Mark duplicates example on SAM file #123

ddehueck · 2025-06-22T23:54:16Z

Added an example of finding duplicate read pairs in a SAM file.
Added an example section to the docs and an example page for this example
Validated the result with picard (https://broadinstitute.github.io/picard/command-line-overview.html#MarkDuplicates)

docs/conf.py

ddehueck · 2025-06-22T23:55:31Z

fixtures/list.txt

 https://oxbow-ngs.s3.us-east-2.amazonaws.com/ALL.chrY.phase3_shapeit2_mvncall_integrated.20130502.genotypes.bcf.csi
 https://oxbow-ngs.s3.us-east-2.amazonaws.com/valid.bigWig
 https://oxbow-ngs.s3.us-east-2.amazonaws.com/small.bigBed
+https://figshare.com/ndownloader/files/2133236


Not sure this is the best way to bring this sample data in - it's about 11MB and found it here: https://figshare.com/articles/dataset/Example_SAM_file/1460716

Happy to use something different if there are any recommendations.

This looks good! I might just add it to the oxbow bucket.

https://oxbow-ngs.s3.us-east-2.amazonaws.com/Col0_C1.100k.sam

ddehueck · 2025-06-22T23:55:57Z

py-oxbow/notebooks/example_sam_mark_duplicates.ipynb

Used jupytext to build the .md file from this. Not sure if this should be committed or not.

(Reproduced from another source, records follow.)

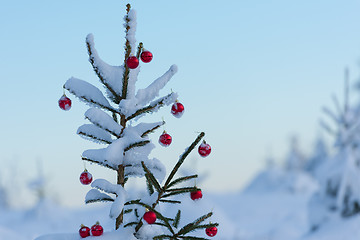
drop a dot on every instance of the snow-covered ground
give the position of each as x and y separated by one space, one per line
272 207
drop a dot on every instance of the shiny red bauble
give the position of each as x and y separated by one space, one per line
204 149
65 103
146 56
165 139
177 109
211 231
84 231
196 195
97 229
85 177
132 62
149 217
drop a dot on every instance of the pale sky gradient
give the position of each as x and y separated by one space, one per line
251 74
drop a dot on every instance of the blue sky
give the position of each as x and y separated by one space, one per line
251 74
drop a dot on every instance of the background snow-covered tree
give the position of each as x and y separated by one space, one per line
339 177
317 158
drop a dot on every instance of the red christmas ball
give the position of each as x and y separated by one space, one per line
146 56
165 139
204 149
132 62
211 231
84 231
150 217
97 229
65 103
85 177
177 109
196 195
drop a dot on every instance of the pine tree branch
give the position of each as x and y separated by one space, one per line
102 79
151 178
151 107
182 179
99 200
93 137
152 130
127 55
192 238
115 117
169 201
185 190
130 224
177 219
165 187
137 144
158 215
203 226
182 158
91 101
102 127
128 211
164 236
149 186
100 163
192 226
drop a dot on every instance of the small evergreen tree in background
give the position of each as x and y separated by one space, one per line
339 177
113 119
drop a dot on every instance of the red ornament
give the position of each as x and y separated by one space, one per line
132 62
150 217
146 56
204 149
211 231
84 231
65 103
165 139
85 177
177 109
196 195
97 229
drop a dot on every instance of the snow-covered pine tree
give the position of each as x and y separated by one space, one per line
112 122
339 177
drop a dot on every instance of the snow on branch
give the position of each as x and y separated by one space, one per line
113 155
130 25
108 75
100 162
118 190
143 129
94 133
95 195
146 95
106 186
154 165
103 120
88 93
155 105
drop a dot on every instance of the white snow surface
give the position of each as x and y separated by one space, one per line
110 74
144 96
103 120
255 214
95 131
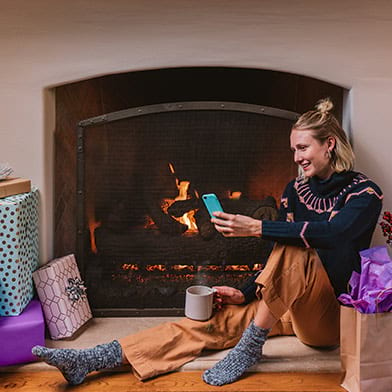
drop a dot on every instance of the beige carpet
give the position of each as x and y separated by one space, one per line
282 354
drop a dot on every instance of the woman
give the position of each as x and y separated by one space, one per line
327 216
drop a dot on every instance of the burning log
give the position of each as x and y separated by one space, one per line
165 223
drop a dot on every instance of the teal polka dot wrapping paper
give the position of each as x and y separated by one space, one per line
19 251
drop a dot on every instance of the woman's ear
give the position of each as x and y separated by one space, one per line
331 143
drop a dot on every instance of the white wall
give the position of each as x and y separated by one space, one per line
45 43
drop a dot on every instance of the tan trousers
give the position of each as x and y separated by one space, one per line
295 287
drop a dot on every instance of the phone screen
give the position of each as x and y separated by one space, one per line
212 203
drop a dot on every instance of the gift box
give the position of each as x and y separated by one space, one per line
14 186
20 333
18 251
63 296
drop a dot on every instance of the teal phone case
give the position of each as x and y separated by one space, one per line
212 203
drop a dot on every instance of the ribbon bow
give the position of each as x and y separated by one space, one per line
76 290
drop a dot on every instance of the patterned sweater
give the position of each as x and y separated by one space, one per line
336 217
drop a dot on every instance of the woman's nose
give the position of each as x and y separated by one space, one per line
297 157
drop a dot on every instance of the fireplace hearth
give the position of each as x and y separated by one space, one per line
142 234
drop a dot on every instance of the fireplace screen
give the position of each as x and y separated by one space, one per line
144 234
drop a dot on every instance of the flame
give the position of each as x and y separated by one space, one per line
235 195
92 225
188 218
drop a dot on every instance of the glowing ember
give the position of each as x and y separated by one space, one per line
156 267
130 267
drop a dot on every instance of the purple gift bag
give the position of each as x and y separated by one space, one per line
371 290
18 334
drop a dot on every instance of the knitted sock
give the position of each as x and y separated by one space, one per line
76 364
245 354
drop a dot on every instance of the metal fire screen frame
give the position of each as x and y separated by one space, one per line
142 111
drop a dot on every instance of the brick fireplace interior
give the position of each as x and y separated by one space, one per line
134 153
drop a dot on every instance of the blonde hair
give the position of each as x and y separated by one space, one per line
324 125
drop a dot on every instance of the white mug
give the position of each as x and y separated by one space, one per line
199 302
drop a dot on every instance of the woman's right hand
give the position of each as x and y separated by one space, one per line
228 295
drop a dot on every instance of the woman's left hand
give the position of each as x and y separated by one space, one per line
236 225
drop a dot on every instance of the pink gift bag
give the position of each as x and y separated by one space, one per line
63 296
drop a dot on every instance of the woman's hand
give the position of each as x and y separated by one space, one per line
231 225
227 295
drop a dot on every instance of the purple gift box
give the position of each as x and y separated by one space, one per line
18 334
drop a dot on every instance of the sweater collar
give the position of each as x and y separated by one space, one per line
333 185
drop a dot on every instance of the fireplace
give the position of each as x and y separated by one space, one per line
142 234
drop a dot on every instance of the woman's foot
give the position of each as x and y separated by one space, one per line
76 364
245 354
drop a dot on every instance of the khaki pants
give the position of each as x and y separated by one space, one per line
295 287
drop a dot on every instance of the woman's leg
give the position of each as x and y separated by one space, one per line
168 346
156 350
294 280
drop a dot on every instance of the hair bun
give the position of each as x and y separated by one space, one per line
324 105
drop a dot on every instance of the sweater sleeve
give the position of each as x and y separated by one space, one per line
359 215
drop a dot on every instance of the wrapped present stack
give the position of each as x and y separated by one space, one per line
18 251
21 317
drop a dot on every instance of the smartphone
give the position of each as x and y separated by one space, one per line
212 203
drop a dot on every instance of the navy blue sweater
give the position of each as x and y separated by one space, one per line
336 217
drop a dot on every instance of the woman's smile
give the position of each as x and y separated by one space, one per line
310 154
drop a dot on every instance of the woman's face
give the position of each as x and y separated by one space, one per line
312 155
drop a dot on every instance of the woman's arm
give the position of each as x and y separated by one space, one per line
358 216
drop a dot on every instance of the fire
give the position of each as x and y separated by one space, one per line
156 267
235 195
188 218
92 225
130 267
191 268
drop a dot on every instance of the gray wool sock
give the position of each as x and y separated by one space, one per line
245 354
76 364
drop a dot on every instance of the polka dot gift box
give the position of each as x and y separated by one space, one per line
63 296
18 251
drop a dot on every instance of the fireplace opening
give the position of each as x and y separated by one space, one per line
145 235
148 145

No need to commit this if the .md can be roundtripped to ipynb correctly with jupytext, which I was able to do with enough metadata in the YAML frontmatter.

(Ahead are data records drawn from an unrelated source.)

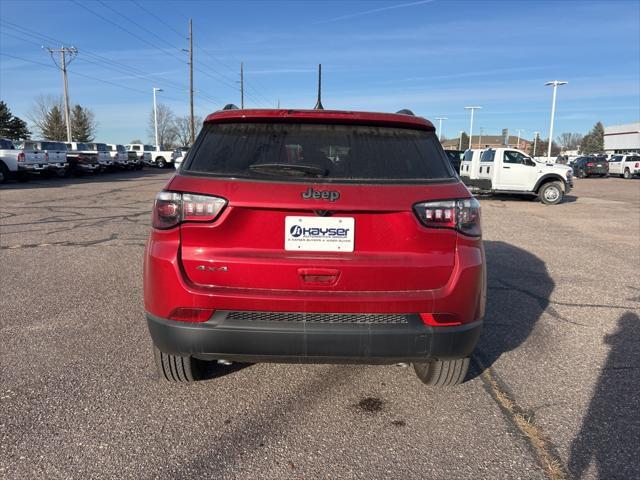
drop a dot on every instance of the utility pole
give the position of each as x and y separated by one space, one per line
555 84
155 116
440 126
192 124
519 130
242 85
73 53
473 109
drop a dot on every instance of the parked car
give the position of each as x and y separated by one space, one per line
104 157
120 156
315 236
181 154
19 163
81 159
56 154
625 166
455 157
507 170
159 158
585 167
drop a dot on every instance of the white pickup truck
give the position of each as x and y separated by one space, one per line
160 158
507 170
56 153
625 165
18 163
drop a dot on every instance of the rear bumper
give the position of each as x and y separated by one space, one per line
312 342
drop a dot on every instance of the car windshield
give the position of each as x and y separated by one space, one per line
326 152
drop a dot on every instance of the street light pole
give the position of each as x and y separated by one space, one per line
440 126
155 116
555 84
473 109
519 132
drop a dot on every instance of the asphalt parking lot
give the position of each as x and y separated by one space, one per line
554 391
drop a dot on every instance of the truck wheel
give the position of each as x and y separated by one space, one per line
4 173
442 373
551 193
176 368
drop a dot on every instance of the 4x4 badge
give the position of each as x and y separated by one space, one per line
330 195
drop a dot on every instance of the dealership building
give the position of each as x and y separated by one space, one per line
622 138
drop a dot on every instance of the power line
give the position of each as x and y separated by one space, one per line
124 68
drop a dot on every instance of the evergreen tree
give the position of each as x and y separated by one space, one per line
593 142
82 124
13 128
54 127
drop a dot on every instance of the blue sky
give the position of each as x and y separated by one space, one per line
433 57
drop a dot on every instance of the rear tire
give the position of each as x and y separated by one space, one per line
442 373
176 368
551 193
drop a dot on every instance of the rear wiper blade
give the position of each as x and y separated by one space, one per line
292 169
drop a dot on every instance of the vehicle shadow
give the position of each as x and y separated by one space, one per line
518 291
58 182
610 432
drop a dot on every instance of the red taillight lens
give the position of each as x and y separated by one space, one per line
171 208
462 215
191 314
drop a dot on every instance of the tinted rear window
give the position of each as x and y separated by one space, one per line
340 152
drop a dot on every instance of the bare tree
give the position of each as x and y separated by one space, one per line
569 141
41 111
183 130
166 126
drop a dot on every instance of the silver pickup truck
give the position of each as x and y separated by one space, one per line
18 163
56 153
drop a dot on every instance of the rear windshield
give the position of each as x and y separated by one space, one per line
323 152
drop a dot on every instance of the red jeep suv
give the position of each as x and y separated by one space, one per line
315 236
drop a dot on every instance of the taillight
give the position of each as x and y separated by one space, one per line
171 208
462 215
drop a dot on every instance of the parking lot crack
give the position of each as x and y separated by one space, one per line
545 452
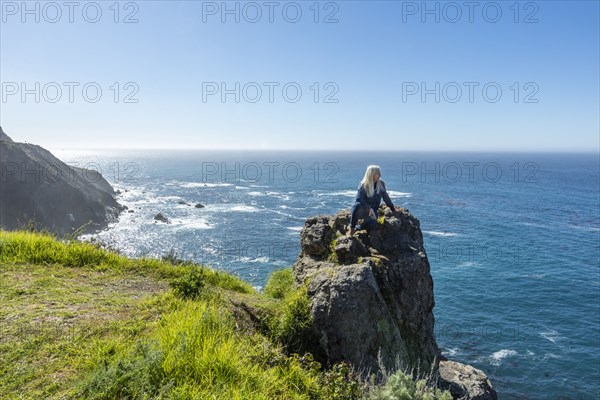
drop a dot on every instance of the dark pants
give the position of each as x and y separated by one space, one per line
359 211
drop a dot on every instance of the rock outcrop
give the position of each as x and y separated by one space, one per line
372 296
465 382
38 188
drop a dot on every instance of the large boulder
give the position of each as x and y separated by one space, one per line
465 382
371 294
372 300
38 188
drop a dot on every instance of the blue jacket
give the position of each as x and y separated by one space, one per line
375 201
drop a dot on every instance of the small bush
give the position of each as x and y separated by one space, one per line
401 386
190 285
280 283
292 324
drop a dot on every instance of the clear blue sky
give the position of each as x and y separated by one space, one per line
375 61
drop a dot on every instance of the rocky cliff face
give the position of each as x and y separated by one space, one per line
372 293
372 299
38 188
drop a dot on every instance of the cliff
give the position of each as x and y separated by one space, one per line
372 300
38 188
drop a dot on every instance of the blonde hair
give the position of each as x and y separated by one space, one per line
367 181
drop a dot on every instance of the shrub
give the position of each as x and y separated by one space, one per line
280 283
189 285
401 386
294 320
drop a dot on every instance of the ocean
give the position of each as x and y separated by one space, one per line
513 240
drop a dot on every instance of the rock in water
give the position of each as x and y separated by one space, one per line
38 188
161 218
465 382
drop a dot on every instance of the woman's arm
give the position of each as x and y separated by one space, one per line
361 196
386 197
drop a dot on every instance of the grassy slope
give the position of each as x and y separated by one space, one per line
81 322
77 321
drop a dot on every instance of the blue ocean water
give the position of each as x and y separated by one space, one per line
513 240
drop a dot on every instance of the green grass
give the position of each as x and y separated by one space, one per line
81 322
280 283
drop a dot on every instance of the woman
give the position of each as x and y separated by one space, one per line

ddehueck · 2025-06-22T23:56:44Z

docs/examples/sam_mark_duplicates.md

+# If the bit 0x10 is set, the read is on the reverse strand
+STRAND_BIT = 0x10
+
+def get_unclipped_5_prime_start_position(row) -> int:


This could use a correctness check as this has all been pretty new territory for me :)

Procedurally, this looks correct to me. The only difference I see from the reference implementation is that they include hard clips ("H"), whereas this seems to only account for soft clipping ("S").

ddehueck · 2025-06-22T23:58:41Z

docs/examples/sam_mark_duplicates.md

+    "\nTotal pair duplicates:",
+    total_pair_dups,
+)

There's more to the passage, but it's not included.